Я отчаянно хотел вернуться в свою прежнюю жизнь, где все было так, как я хочу, но уже было ничего не вернуть. Начиная с того, что, вернувшись из клиники домой, я не вернулся к прежнему образу жизни. Теперь с утра я не бегал по парку, а лишь докостыляв до лавочки в нем, сидел и смотрел на дорожки, по которым я любил носиться, на которых знаю каждую выбоину и трещину.
Конечно, ни клубы, ни тусовки теперь мне были не интересны. Бог танцпола больше никогда не сможет раскачать толпу.
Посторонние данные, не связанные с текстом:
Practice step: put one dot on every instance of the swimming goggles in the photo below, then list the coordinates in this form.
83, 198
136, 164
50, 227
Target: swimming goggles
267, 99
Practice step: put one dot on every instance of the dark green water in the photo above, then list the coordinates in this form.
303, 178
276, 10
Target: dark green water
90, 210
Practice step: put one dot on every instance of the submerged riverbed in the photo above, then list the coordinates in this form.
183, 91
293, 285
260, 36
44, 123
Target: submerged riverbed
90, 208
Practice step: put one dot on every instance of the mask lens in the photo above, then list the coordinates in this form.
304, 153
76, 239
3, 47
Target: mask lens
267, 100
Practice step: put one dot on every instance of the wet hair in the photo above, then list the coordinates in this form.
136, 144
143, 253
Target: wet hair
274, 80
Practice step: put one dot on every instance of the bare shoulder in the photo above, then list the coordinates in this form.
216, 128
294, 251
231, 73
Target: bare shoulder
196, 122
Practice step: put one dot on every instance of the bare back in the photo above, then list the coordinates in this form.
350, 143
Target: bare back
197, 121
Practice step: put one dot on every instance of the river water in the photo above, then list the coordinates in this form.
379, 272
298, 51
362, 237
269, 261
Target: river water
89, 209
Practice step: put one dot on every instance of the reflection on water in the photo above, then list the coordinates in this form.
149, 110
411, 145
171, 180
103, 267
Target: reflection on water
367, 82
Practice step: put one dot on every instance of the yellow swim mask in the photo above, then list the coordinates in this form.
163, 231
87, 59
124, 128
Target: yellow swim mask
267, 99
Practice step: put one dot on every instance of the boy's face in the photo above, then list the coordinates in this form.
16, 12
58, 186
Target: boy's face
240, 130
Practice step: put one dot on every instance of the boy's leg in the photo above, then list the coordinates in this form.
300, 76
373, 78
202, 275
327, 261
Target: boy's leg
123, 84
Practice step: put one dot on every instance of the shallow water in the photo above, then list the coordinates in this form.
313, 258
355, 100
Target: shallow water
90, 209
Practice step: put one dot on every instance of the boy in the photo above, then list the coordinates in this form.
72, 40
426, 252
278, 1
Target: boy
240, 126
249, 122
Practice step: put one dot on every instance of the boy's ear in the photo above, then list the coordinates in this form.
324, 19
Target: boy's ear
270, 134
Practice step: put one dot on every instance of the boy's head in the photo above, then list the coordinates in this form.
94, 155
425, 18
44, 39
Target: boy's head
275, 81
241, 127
Чертова конструкция на ноге, с помощью которой мою раздробленную кость растили заново, мешала абсолютно во всем. Одеваться, спать, садиться в машину.
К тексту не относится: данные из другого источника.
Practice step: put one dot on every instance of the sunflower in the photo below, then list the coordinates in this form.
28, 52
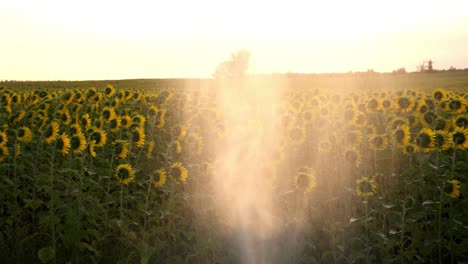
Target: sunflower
179, 131
75, 129
153, 110
396, 122
51, 132
179, 172
429, 118
176, 147
149, 149
138, 121
443, 141
404, 104
3, 138
159, 178
124, 173
139, 136
114, 124
402, 135
18, 150
374, 105
378, 142
441, 124
161, 118
78, 142
125, 121
109, 91
24, 134
425, 140
439, 94
366, 187
17, 117
325, 146
453, 189
297, 135
64, 117
460, 121
85, 121
305, 180
3, 152
120, 148
409, 148
423, 107
99, 136
91, 148
163, 97
63, 144
360, 120
307, 116
457, 105
353, 156
460, 138
194, 143
353, 138
67, 97
108, 113
387, 104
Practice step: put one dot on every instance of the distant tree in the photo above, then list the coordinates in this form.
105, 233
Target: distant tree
401, 70
236, 67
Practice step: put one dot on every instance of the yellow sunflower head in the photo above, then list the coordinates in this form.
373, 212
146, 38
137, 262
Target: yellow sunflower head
114, 124
124, 173
139, 136
78, 142
366, 187
352, 156
378, 142
109, 91
460, 121
305, 181
460, 138
404, 103
3, 152
24, 134
161, 118
179, 172
99, 136
3, 138
63, 144
159, 178
85, 121
453, 188
108, 113
121, 148
149, 149
439, 94
91, 148
296, 135
75, 129
126, 121
402, 135
425, 140
443, 141
51, 131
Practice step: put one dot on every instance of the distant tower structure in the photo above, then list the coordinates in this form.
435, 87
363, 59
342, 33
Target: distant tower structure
426, 66
429, 66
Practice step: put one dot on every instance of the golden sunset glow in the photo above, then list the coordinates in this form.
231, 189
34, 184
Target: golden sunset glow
50, 40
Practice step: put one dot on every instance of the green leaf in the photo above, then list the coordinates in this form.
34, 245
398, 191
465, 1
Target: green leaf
46, 254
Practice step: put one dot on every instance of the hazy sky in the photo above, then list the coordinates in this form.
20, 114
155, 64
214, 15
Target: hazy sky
91, 39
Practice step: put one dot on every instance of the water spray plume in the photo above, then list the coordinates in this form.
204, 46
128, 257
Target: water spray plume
244, 189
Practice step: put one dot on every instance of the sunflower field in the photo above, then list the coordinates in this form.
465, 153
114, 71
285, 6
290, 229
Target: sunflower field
112, 175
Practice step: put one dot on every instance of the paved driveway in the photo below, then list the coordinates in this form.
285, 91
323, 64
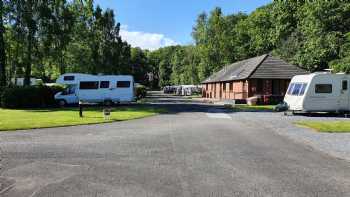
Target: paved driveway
195, 150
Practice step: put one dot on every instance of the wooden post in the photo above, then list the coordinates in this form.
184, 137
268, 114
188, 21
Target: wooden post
80, 109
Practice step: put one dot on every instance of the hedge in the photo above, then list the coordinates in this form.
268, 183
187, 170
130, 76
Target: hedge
29, 97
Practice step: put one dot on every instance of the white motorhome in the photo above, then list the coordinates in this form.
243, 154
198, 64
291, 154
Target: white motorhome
319, 92
95, 88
Я стал больше времени проводить с дедом и от него частенько заезжал в гости к Самойловым. Мне нравилось наблюдать за ними. В какой-то степени я даже гордился собой, что превозмог тогда свою обиду и злость, и, несмотря на то, что всем было наплевать, что чувствую, я поспособствовал сближению этих чокнутых.
Из десятков моих друзей, у которых уже есть дети, Самойлов был самым одержимым будущим папашей. Его так распирало счастье, что удерживать его в себе он попросту не мог. И дел, как он сказал, у нас действительно полно, Роман решил для будущего потомства скупить все на свете, мало-мальски относящееся к детям.
Почти полгода я держался, запретив себе спрашивать о Вике и уж тем более лазить по ее блогам. Пока однажды, тусуясь у Самойловых, ко мне не пристала Стефи с разговорами.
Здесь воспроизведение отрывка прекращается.